Our final question will come from Tim Race of Deutsche Bank. Tim Race - Deutsche Bank AG, Research Division: Congratulations to Kare for the promotion. First question, actually, just on that, just the role of President, how does that differ from the role of CEO? And should I view this as something more like a succession planning longer term? Just any comments on that would be good. And just on your -- in terms of the contracting situation on the Express, just further detail perhaps in terms of have you seen any employer plans decide to opt out of these? And have you seen any sort of movements there or any early signs that actually the affect might not be quite as bad? Lars Rebien Sørensen: Thank you very much, Tim. Yes, this is Lars Rebien here. Well, the way that we look at this is we have given Kare a promotion to President for a couple of reasons and with a couple of intentions. One is to recognize his contribution during the last 10, 12 years of running the most complex part of our organization, mainly manufacturing and our whole commercial organization with some success, I would say. Also, a recognition of the fact that we do believe he can do more, uncannily as it may sound. So this appointment will mean that he and I will share the responsibility of managing both internally to watch the company, the company agenda and towards the Board of Directors, our interaction with the Board. And no reporting lines are being changed as a consequence of this, and there's no change in the structure of our meetings. It will have the benefit, for me personally, that I will alleviate part of my agenda so as to enable me to spend more time in the key markets, and in particular, in the United States, to understand that increasingly complex and very exciting marketplace for us. So all in all, we believe that's a good use of our time, and this is not to be seen as a succession move other than of course, it gives Kåre an opportunity to develop his leadership skills. So you could say that he's getting a head start, if you want, in as far as that goes. Jesper, any opt outs as a result of the Express Scripts?

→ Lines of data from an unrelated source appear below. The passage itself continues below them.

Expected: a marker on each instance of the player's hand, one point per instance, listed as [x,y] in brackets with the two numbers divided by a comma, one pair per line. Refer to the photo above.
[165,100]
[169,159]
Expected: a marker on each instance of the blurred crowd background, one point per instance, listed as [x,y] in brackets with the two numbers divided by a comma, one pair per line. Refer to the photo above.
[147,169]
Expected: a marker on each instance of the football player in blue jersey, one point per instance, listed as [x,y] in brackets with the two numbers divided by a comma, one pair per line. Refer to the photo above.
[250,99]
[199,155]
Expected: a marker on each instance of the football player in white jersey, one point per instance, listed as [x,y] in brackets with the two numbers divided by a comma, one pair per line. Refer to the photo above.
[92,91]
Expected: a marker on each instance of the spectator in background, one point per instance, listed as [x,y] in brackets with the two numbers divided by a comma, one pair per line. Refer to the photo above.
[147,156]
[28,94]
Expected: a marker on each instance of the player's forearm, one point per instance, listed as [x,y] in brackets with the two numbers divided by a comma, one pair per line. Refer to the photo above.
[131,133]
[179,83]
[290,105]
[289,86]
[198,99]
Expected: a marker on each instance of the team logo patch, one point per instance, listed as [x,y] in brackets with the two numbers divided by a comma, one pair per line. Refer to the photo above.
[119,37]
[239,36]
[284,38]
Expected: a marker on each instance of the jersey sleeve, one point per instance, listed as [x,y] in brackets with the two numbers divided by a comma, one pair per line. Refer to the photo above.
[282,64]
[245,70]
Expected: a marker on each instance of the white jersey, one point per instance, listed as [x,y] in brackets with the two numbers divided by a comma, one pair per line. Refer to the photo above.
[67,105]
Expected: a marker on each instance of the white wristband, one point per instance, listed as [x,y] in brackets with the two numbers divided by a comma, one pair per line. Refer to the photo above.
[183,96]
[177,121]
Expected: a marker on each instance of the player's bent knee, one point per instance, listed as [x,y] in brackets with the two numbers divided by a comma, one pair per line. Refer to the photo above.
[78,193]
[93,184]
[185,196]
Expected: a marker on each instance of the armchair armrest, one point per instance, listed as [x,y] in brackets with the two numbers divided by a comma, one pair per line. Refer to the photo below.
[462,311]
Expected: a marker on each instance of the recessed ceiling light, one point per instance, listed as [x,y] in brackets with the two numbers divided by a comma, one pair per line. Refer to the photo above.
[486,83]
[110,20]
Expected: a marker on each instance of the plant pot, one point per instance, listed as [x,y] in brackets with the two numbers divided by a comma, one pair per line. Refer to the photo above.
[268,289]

On the national formulary, there's only been a few opt outs. The all 5 employers covered us are continuing under the national formulary. I would like to reiterate what I said earlier that, in general, patients who was on Victoza treatment under ESI national before has found it easier to obtain grandfathering for their reimbursement, whereas it's, of course, challenging for physicians to get authorization for patients not previously on Victoza. So in that sense, it's more challenging. And then in terms of the impact so far, we have indicated that the effect was to the tune of 1% on global sales and in the ballpark of double that on U.S. or a bit more than double that on U.S. sales, and I think that still stays. We are seeing an impact overall on our business in that magnitude. But as Lars also alluded to, we would have to get to the Q1 quarter to see whether that estimation was right. You do have to be aware that the effect on the NBRxs will be profound in the first 3 months of a changed formulary. We saw that when United Healthcare introduced a block on NovoLog back in, I think, it was 2011, and on the other hand, when we won the CVS Caremark contract for our NovoLog. Then, we also saw that profound shift over the next 3 months in terms of NBRxs where the effect on total script is more modest. Lars Rebien Sørensen: So ladies and gentlemen, we do appreciate that you called in today to listen to this announcement. We chose to announce our results on a quite chaotic day in Denmark. For those of you that are not residing here, we have a chaotic political situation in that the -- one of the leading parties of the government correlation has collapsed, and we have a new political situation in Denmark, and this is driven by a wish to have Goldman Sachs to invest in an oil and gas and windmill company in Denmark. So quite hectic and bizarre, and therefore, we appreciate your attention to ourselves. Thank you very much.

That will conclude today's conference call. Thank you for your participation, ladies and gentlemen. You may now disconnect.